Locals are traveling to Mexico despite warnings

Lauren Romero
Lauren Romero
Mollie Fields, Ministry Program Coordinator of Westminster Presbyterian Church
Mollie Fields, Ministry Program Coordinator of Westminster Presbyterian Church

AMARILLO, TX - The Department of Public Safety has issued travel warnings for American citizens discouraging them not to travel to Mexico during spring break.

According to DPS around 65 Americans were killed last year in Mexico. While more than 30,000 Mexican citizens have died in drug related violence since 2006.

However, despite travel warnings thousands of students and families are expected to travel to Mexico during spring break. In fact a local bus company that travels to Mexico says ticket sales have doubled.

DPS director Steven McCraw released in a statement:

"While drug cartel violence is most severe in northern Mexico, it is prominent in other parts of the country as well. Various crime problems also exist in many popular resort areas, such as Acapulco and Cancun, and crimes against U.S. citizens often go unpunished."

Canyon resident, Lauren Romero, who recently got married will be traveling to Cancun on her honeymoon.

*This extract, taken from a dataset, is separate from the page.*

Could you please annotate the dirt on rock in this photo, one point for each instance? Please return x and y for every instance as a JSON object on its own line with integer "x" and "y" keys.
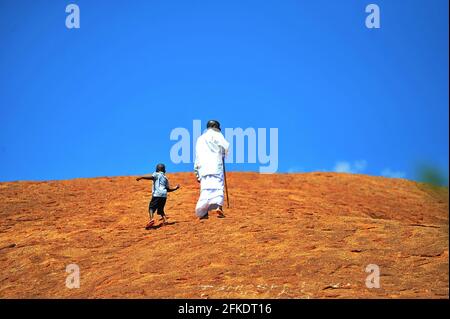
{"x": 285, "y": 236}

She says traveling to Mexico from Texas is convenient. She's been vacationing in the country for the past six years and stresses it's all about having common sense.

"If you're very particular, we'll go to our resort and we'll stay on our resort except for when we may go to some tourist areas but it'll be transportation from our resort that our resort has OKed and approved" said Lauren Romero.

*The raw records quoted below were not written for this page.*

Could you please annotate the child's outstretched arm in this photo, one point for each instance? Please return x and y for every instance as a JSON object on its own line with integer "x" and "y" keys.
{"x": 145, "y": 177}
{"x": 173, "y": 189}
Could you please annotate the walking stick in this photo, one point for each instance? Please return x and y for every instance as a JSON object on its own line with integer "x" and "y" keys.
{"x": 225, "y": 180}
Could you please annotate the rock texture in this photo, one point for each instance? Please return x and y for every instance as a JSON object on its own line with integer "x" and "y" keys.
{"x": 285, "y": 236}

Some area churches are also planning to go across the border. Westminster Presbyterian Church has taken a spring break trip to Mexico for over ten years. Although they are heeding warnings issued by DPS they say their cause is much greater than their fear.

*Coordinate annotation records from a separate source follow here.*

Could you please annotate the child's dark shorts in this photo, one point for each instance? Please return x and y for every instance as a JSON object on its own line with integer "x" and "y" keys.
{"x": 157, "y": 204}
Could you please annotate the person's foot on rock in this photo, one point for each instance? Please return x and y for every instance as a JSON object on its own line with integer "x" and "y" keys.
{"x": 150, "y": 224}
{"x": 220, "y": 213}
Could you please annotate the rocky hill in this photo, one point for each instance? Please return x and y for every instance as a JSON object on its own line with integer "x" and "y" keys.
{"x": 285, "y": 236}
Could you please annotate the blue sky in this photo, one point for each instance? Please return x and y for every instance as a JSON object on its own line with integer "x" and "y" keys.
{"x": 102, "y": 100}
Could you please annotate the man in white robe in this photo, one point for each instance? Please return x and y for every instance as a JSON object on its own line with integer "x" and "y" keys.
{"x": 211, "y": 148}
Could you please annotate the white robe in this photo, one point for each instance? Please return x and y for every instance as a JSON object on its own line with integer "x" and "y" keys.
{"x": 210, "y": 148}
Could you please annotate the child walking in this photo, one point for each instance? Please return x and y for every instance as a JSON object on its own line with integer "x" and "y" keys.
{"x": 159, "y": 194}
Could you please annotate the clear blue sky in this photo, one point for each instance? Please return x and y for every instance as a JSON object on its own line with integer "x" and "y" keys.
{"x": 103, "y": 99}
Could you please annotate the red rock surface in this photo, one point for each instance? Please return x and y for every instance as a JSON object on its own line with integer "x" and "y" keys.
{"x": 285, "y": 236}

They're going to build homes for families living in poverty in the border city of Acuña, Mexico.

The families they will be helping live on $50 or less a week. The group will be traveling through an organization called "Casas por Cristo" Spanish for, "Homes for Christ".

According to the ministry program coordinator, there is often a misconception when it comes to traveling to Mexico.

"It's like saying Los Angeles is a dangerous place to go, certainly there are parts of LA I would not go to. But there are other parts I would feel safe going to. Amarillo even has that. It's very sad to me because the need is great. 'Casas' has seen as teams are pulling back and churches have not been sending teams" said Mollie Fields, Ministry Program Coordinator of Westminster Presbyterian Church.

According to Fields they will not be going to public places such as markets or stores because their trip is strictly for work and not for tourism.

Amidst reports of growing violence, Mexico's president aims to position the country among the top five tourist destinations in world. In 2010 Mexico welcomed over 22 million international visitors, not counting the more than six million tourists who arrived by cruise ship.